Fish, eggs, fruits, and vegetables can be consumed together with dairy or meat products, while the Kosher standard prohibits the preparation and consumption of meat and dairy products together. Also, meat, eggs, and organs from non-Kosher animals are not allowed. Vegetable oils can be used in the preparation of dairy and meat products.
Certification
The certificate guaranteeing that the products comply with Kosher requirements is issued by an authorized Rabbi, while the decision to approve the Kosher certificate is made by ECK (European Central Kashrut). Documentation, which includes the manufacturer's intention, production technology, list of raw materials involved in the production process, etc., is sent to ECK. In the case of technologically simpler products, the Rabbi controls the product himself, while technologically more complex products are inspected by a representative of ECK. Obtaining a Kosher certificate is easier if the manufacturer already has implemented standards such as HACCP, Halal, etc. If the product meets Kosher requirements, two certificates are issued, one from the local Rabbi and one from ECK. During the validity of the certificate, ECK conducts checks to maintain the credibility of the certificate.
Advantages of Kosher Standards
Thanks to the special control prescribed by this standard, Kosher food is considered healthier.

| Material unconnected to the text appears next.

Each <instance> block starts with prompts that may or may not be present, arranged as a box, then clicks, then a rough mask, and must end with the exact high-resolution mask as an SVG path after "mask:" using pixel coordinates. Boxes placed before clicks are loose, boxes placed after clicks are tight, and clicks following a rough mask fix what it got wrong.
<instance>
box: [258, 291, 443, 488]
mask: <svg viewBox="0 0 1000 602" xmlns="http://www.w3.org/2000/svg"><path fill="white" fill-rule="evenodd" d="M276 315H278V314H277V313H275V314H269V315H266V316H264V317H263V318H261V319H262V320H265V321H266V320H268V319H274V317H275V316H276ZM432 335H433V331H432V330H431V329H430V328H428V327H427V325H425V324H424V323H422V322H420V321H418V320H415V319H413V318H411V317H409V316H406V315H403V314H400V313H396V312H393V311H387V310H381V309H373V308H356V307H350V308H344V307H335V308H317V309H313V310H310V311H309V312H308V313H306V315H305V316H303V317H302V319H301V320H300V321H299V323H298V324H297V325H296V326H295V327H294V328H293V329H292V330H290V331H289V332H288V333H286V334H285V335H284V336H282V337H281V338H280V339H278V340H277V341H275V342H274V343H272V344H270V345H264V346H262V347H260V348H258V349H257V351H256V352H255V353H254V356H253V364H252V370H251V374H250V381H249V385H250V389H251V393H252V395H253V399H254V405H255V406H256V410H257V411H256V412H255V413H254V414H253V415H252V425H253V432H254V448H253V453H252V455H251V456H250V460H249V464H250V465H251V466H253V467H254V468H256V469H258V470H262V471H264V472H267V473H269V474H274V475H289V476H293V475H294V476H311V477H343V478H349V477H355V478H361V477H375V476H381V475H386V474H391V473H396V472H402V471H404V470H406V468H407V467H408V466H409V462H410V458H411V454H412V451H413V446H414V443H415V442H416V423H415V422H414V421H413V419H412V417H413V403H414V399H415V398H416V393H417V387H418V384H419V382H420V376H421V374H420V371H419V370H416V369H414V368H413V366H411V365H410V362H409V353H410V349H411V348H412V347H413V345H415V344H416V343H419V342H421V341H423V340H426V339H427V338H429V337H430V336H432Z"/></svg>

As the Kosher certificate is increasingly recognized as a sign of healthy and quality food, in addition to members of the Jewish community, food with a "Kosher" label is consumed by members of the Muslim faith, vegetarians, as well as people allergic to various types of food. Many multinational companies have long recognized the advantages of Kosher certification. By possessing the certificate, companies gain a competitive advantage in the Kosher product market, which is growing daily.